Au moment où le « A4 waist challenge » faisait rage, de nombreuses internautes ont répondu avec humour en détournant le but du défi, se photographiant avec des feuilles A4 placées non pas à la verticale mais à l’horizontale devant leur ventre, ou avec une feuille A3, voire un carton de pizza ! D’autres ont fait de ces feuilles blanches des tracts, posant avec des messages de protestation. À l’instar d’une photo qui a beaucoup circulé, sur laquelle trois jeunes femmes posent ensemble avec un message courant sur trois feuilles : « La beauté ne peut pas – être définie – par un morceau de papier. »

En réponse au défi du « thigh gap », une campagne a été lancée sur Twitter sous le hashtag #MermaidThighs (« cuisses de sirènes »). Des centaines de jeunes femmes ont posté des photos de leurs cuisses qui se touchent quand elles se tiennent debout, pour montrer qu’elles se sentent belles telles qu’elles sont.

Un jeu qui peut évidemment se révéler dangereux : ces défis font presque tous l’apologie de la maigreur.

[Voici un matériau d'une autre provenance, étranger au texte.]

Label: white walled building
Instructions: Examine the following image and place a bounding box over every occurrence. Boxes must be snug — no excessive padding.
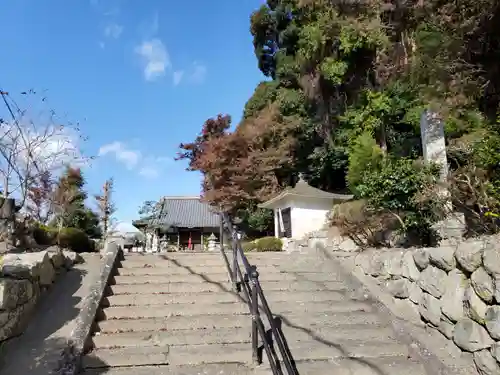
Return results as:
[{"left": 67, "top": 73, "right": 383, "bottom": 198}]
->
[{"left": 259, "top": 177, "right": 353, "bottom": 239}]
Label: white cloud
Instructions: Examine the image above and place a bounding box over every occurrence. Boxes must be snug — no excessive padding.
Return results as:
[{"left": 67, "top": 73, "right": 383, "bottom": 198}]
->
[
  {"left": 189, "top": 62, "right": 207, "bottom": 84},
  {"left": 139, "top": 167, "right": 160, "bottom": 178},
  {"left": 135, "top": 38, "right": 171, "bottom": 81},
  {"left": 172, "top": 70, "right": 184, "bottom": 86},
  {"left": 99, "top": 141, "right": 172, "bottom": 178},
  {"left": 99, "top": 141, "right": 142, "bottom": 169},
  {"left": 104, "top": 23, "right": 123, "bottom": 39}
]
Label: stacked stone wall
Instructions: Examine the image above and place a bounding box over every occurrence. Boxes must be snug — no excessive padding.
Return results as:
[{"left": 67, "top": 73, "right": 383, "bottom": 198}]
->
[{"left": 356, "top": 237, "right": 500, "bottom": 375}]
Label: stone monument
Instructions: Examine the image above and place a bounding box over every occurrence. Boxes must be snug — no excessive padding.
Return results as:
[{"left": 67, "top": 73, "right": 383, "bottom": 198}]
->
[{"left": 420, "top": 109, "right": 465, "bottom": 243}]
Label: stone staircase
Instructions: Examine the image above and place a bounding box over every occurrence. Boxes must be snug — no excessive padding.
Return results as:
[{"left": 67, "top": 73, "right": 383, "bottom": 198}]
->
[{"left": 83, "top": 253, "right": 432, "bottom": 375}]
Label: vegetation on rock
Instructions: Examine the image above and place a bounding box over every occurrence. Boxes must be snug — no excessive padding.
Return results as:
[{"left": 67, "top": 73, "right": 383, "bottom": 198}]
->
[{"left": 180, "top": 0, "right": 500, "bottom": 241}]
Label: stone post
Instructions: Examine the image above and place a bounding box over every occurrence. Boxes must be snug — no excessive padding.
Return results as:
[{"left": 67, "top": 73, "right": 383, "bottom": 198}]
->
[{"left": 420, "top": 109, "right": 465, "bottom": 243}]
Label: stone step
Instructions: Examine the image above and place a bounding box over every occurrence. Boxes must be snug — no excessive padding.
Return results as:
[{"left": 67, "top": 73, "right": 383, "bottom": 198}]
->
[
  {"left": 115, "top": 268, "right": 294, "bottom": 284},
  {"left": 81, "top": 356, "right": 426, "bottom": 375},
  {"left": 83, "top": 340, "right": 408, "bottom": 368},
  {"left": 111, "top": 281, "right": 347, "bottom": 295},
  {"left": 97, "top": 311, "right": 383, "bottom": 333},
  {"left": 290, "top": 356, "right": 427, "bottom": 375},
  {"left": 85, "top": 363, "right": 258, "bottom": 375},
  {"left": 118, "top": 265, "right": 280, "bottom": 276},
  {"left": 99, "top": 300, "right": 371, "bottom": 320},
  {"left": 93, "top": 325, "right": 395, "bottom": 349},
  {"left": 106, "top": 290, "right": 345, "bottom": 306}
]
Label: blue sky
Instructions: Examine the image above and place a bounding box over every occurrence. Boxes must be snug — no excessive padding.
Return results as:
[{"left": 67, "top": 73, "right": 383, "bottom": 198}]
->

Les nombreux blogs, Tumblr et autres sites « fat positive » (qui dénoncent la stigmatisation de la grosseur) ou « body positive » (célébrant la beauté de tous les corps) sont eux aussi une réponse aux canons de beauté standardisés. Des femmes y revendiquent le droit d’avoir un corps ne correspondant pas aux diktats de la mode occidentale, de célébrer leur beauté et d’encourager les autres femmes à s’accepter. Le web fourmille aussi d’initiatives inspirantes, nouveaux chemins de traverse en marge des autoroutes numériques.

Des exemples de défis

• Le « tigh gap challenge » : avoir un « fossé » entre les cuisses lorsque l’on se tient debout, les pieds joints, cet écart étant célébré comme un gage de minceur.
• Le « bikini bridge challenge » : quand on est couchée sur le dos, le bas du bikini doit flotter au-dessus du ventre, faisant comme un « pont » entre les deux os des hanches car le ventre est très plat.
• Le « belly button challenge » : enrouler un de ses bras derrière le dos de manière à faire ressortir sa main de l’autre côté et la poser sur son ventre pour atteindre le nombril du bout des doigts. Une manœuvre impossible à moins d’être dotée d’une taille extraordinairement fine (ou de bras extrêmement longs !).
• L’« iPhone 6 knees challenge » : poser un smartphone à l’horizontale sur ses deux genoux joints de façon à montrer que lesdits genoux sont étroits et délicats et n’excèdent donc pas 138,1 mm de largeur.
• le « collarbone challenge » : placer le plus possible de pièces de monnaie en équilibre sur sa clavicule, de manière à mettre en évidence l’aspect décharné de l’épaule.